ElevenLabs, Resemble, and others have made voice cloning trivial. Here's what's legal.

By Creative Genius · · 7 min read

Cloning a voice now takes 30 seconds and a credit card. The law has not kept pace. Here's the actual legal landscape as of 2025 and the operational discipline that keeps you out of trouble.

Federal — the gap and the closing of it

No specific federal voice-cloning law as of today. The FTC has signaled enforcement under existing fraud and deception authority. The proposed NO FAKES Act would create a federal right of publicity for voice and likeness — watch for movement in the next Congress.

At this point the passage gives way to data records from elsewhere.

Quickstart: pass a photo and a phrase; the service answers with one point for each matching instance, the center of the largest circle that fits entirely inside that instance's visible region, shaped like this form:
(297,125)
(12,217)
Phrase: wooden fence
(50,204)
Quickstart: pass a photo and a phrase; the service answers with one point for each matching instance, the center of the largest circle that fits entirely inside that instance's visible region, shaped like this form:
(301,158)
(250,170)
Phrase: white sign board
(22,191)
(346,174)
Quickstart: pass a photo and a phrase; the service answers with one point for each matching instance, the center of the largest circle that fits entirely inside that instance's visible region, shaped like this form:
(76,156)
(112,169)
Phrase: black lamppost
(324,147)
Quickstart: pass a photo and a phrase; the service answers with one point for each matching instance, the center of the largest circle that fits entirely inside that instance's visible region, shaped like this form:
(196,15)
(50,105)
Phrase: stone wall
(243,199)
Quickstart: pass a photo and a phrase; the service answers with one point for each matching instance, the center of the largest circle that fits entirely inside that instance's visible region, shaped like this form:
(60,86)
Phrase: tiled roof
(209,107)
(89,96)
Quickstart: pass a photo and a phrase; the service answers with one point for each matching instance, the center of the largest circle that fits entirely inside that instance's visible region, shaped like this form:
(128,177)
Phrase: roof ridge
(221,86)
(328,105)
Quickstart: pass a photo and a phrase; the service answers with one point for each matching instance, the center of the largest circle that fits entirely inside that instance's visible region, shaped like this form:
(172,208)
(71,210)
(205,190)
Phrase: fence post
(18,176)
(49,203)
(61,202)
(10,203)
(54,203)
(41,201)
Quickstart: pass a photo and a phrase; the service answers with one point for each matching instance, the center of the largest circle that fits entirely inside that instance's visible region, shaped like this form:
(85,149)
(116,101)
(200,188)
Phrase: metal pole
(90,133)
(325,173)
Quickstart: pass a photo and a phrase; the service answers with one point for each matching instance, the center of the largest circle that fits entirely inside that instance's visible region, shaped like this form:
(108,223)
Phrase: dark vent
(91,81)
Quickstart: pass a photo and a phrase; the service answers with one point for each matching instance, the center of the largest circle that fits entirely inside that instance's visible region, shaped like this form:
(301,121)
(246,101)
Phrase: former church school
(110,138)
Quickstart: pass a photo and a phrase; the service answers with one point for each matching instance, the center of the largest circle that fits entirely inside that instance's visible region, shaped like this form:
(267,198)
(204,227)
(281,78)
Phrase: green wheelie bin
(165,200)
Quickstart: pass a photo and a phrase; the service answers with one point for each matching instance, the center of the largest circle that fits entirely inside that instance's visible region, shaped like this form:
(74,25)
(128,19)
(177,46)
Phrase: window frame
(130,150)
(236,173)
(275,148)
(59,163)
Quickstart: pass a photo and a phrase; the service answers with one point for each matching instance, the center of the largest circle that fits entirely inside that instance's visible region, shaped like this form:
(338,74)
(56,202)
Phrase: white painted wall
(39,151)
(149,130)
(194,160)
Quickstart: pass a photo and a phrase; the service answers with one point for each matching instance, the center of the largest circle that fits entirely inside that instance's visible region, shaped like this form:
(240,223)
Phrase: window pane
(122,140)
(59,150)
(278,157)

State laws with real teeth

  • Tennessee — ELVIS Act. Criminalizes unauthorized AI voice cloning of artists. Active since 2024, first enforcement actions underway.
  • New York — AB 5605. Requires consent for AI replicas of performers, including audio.
  • California — multiple bills. The state with the most active legislative work on AI replicas. Track in your compliance calendar.
  • Illinois — BIPA precedent. Voice prints are biometric data. Class action exposure is non-trivial.

What about consent on the platform side?

ElevenLabs requires consent verification for "Professional Voice Cloning" but not for "Instant Voice Cloning" with short samples. Resemble has stricter verification. Vendors are not your compliance officer — the legal obligation is on the user of the technology.

The operational discipline

  1. Explicit written consent for every voice clone, signed before any synthesis.
  2. Log every synthesis with timestamp, requester, content category, and use case.
  3. Store consent records for at least 7 years. Treat voice clones like signed contracts.
  4. Watermarking where the platform supports it. Provenance signals reduce downstream fraud exposure.
  5. Right to revoke in your terms — the subject can withdraw consent and require deletion.

Use cases that are clearly fine

Audiobook narration with the author's voice (and consent). Multilingual versions of training videos with the original speaker's voice. IVR systems with employee voices. Internal accessibility (text-to-speech of meeting notes in a chosen voice).

Use cases that will get you sued

Cloning a public figure without consent. "Deepfake" calls of executives requesting wire transfers (already prosecuted as wire fraud). Marketing testimonials in a celebrity's voice. Cloning a deceased person without estate authorization.

Bottom line

The technology is trivial; the legal exposure is real and growing. Treat voice clones as IP-encumbered assets that require contracts, retention, and revocation. Build the process before the regulator builds it for you.